Ira didn’t move, just kept staring at the dou
gh she’d probably planned on baking before I’d gone and dumped a vampire in it.
“Chop chop!” the redhead said with a snap of her fingers, and Ira bolted.
The barista sighed and turned back to me.
“It’s nice to see you again, love,” she said with a smile. “But you could have called.”
10
The kitchen quieted as the redheaded barista stared me down, hands still on her hips. It was the same English woman Miriam had mentioned last night. I only wished I could remember her name.
“Sorry about the . . .” I tried awkwardly to fill the silence, but the mess in the mixer had even me at a loss for words.
“Are you going to clean that up?” the woman asked.
“I . . .” I glanced down at my mangled wrist, which hurt like an absolute bitch now that the adrenaline from the fight had started to wear off. Plus, I was apprehensive about touching a dead vampire without knowing what the phoenix might do. “I can call the cops,” I said, reaching for my phone with my good hand.

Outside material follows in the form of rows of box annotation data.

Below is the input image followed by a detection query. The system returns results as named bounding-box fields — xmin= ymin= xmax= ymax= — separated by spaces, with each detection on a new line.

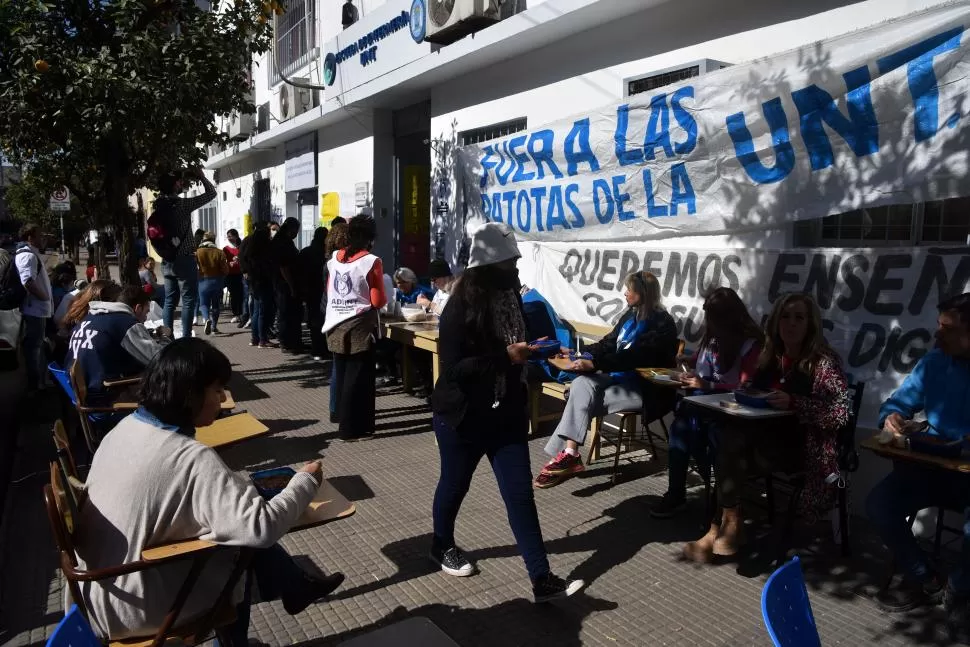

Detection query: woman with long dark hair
xmin=323 ymin=216 xmax=387 ymax=440
xmin=684 ymin=293 xmax=849 ymax=562
xmin=650 ymin=287 xmax=765 ymax=519
xmin=430 ymin=223 xmax=583 ymax=602
xmin=535 ymin=272 xmax=677 ymax=489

“No!” She said it so harshly I froze, eyebrows raised.
“It’s fine, they’re my friends. I’ll tell them you had nothing to do with this.”
“That’s not the issue. Do you think anyone in their right mind would come here for tea and biscuits again if word got out we had a dead body in the kitchen?” She shook her head slowly, bringing her shoulders along with it in an exaggerated motion. “Not a chance.”

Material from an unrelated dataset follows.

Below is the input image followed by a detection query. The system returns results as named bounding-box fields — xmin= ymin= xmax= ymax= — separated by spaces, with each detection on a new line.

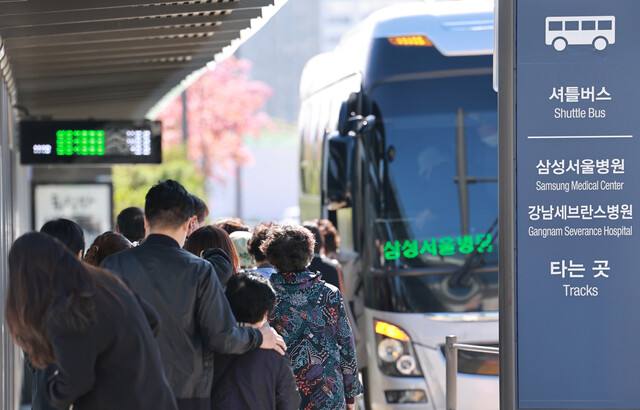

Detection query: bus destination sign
xmin=20 ymin=120 xmax=162 ymax=165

“Hmm,” I grunted. She had a point. Although the fact that she’d thought of it so quickly made me suspect she might not be as innocent as she looked.
“Right. Darcy?” I met her eyes, unnerved at the reminder that she had me at a disadvantage. “I really don’t care who this was or why his head is in my bread.” She nodded at the mess beside me, her lips twitching like she was hiding a smile. “Heaven knows I owe you that. I just want him gone.”
“Hmm,” I grunted again. My head spun as the pain traveled up my arm.